The purpose of building codes is to provide minimum standards for safety, health, and general welfare including things like the structural integrity of the building, water and sanitation systems, fire prevention, and energy conservation. When the codes are updated, it’s often to require adoption of new technologies that not only improve safety, but may also reduce the cost of construction and maintenance over the life of the building.
That is why the Commonwealth is considering, and should adopt, new requirements for electric vehicle readiness as part of the building codes. The buildings that Massachusetts will erect under these new rules will likely be a part of our communities for more than 50 years, and during that time we will undoubtedly see a massive shift to electrified transportation.
Massachusetts has already made significant commitments to this future, joining seven other states in pledging to put 3.3 million new zero emissions vehicles on the roads by 2025. While some have questioned the viability of EVs in America, the 400,000 pre-orders for Tesla’s Model 3 sedan should put those questions to rest. As Chevrolet rolls out its mid-priced Bolt, and others follow with similarly priced, long-range EVs, the shift away from fossil fuels to electric vehicles is picking up steam. In fact, an energy analyst — Bloomberg New Energy Finance — is predicting that EV sales will be nearly 35 percent of the market by 2035.
Making EV readiness a part of the building code will enable the Commonwealth to efficiently build the charging infrastructure it needs for the future. Even if the building owner or operator does not plan to install charging equipment immediately, making the building EV ready during construction will result in safer buildings and massive savings. Ensuring the Commonwealth’s communities are future-ready will enable us to attract the kinds of companies and jobs that will propel economic growth around the state.
These chargers have safety measures including lock-out systems to prevent current from flowing when the charger is not connected or when the battery is fully charged.

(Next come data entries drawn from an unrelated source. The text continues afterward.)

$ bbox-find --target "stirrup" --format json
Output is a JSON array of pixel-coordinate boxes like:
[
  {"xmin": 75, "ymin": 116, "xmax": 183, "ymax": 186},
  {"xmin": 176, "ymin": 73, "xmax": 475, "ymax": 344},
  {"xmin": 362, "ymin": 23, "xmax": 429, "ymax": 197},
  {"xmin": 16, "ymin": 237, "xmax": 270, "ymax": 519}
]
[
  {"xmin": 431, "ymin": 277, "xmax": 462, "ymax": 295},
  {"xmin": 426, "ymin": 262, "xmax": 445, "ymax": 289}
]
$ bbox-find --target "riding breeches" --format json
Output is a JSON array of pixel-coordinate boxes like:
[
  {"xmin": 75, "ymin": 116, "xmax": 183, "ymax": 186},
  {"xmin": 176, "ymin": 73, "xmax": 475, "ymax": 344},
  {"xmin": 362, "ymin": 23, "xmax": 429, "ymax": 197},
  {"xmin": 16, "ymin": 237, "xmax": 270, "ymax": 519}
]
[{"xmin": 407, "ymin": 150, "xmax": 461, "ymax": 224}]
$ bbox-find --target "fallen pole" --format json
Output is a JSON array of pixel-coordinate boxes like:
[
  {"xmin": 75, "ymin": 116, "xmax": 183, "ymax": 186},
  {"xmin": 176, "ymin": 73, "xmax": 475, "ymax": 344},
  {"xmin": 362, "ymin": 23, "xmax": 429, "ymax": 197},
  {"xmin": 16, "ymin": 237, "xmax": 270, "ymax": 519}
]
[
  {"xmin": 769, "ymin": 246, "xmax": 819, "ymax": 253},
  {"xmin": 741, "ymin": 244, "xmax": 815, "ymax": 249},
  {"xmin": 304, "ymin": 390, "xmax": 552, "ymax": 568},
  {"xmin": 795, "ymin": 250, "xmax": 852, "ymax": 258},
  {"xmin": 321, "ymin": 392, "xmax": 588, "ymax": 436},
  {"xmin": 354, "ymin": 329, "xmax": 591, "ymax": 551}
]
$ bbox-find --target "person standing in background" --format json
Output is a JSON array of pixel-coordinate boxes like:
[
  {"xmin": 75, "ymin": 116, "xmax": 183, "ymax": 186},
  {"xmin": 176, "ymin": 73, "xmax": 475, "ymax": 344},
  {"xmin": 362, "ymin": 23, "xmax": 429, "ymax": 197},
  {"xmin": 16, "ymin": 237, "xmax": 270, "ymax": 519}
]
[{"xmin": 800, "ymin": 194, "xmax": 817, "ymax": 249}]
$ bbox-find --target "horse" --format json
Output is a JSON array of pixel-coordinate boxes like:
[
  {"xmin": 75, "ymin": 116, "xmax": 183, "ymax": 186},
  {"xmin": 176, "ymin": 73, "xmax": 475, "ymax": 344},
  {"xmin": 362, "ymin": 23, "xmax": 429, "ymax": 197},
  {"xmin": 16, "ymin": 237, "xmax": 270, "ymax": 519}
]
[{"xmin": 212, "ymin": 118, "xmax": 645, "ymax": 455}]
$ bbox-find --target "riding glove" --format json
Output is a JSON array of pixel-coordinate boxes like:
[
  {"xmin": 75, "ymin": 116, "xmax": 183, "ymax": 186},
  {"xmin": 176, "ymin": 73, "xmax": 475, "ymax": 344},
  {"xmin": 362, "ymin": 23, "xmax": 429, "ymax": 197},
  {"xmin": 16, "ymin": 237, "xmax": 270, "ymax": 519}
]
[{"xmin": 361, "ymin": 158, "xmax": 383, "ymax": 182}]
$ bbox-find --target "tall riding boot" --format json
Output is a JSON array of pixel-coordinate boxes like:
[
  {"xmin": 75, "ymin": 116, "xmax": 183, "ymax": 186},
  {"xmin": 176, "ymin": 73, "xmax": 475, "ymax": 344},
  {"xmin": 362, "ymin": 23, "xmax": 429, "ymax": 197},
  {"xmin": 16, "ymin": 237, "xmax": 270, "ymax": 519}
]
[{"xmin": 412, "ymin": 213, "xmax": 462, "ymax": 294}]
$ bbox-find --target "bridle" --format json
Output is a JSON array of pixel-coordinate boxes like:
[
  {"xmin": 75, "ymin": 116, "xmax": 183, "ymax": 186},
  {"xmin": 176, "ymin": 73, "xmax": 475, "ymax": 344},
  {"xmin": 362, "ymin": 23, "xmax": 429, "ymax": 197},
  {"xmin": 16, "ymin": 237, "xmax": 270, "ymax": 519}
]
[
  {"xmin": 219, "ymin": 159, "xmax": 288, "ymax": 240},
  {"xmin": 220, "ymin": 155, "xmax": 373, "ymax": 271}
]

Additionally, the charger can detect hardware faults and cut off power to prevent battery damage, electrical shocks, or even fires.
In Massachusetts, the average cost of retrofitting a commercial parking space with an EV charger is about $6,000, but if a building is EV ready that cost would drop to an estimated average of $1,800-$3,000, making the cost much more affordable and encouraging building owners to make parking spaces EV ready.
This is particularly important in apartment buildings and other multi-unit dwellings where the cost of installing charging after the fact may mean that residents will have to wait a very long time for building owners to install them. Changing these building codes will open the door to thousands of new EV Charging spaces. Massachusetts has already made important commitments to an electrified transportation future. The Bay State should continue these commitments by requiring EV readiness for all new buildings.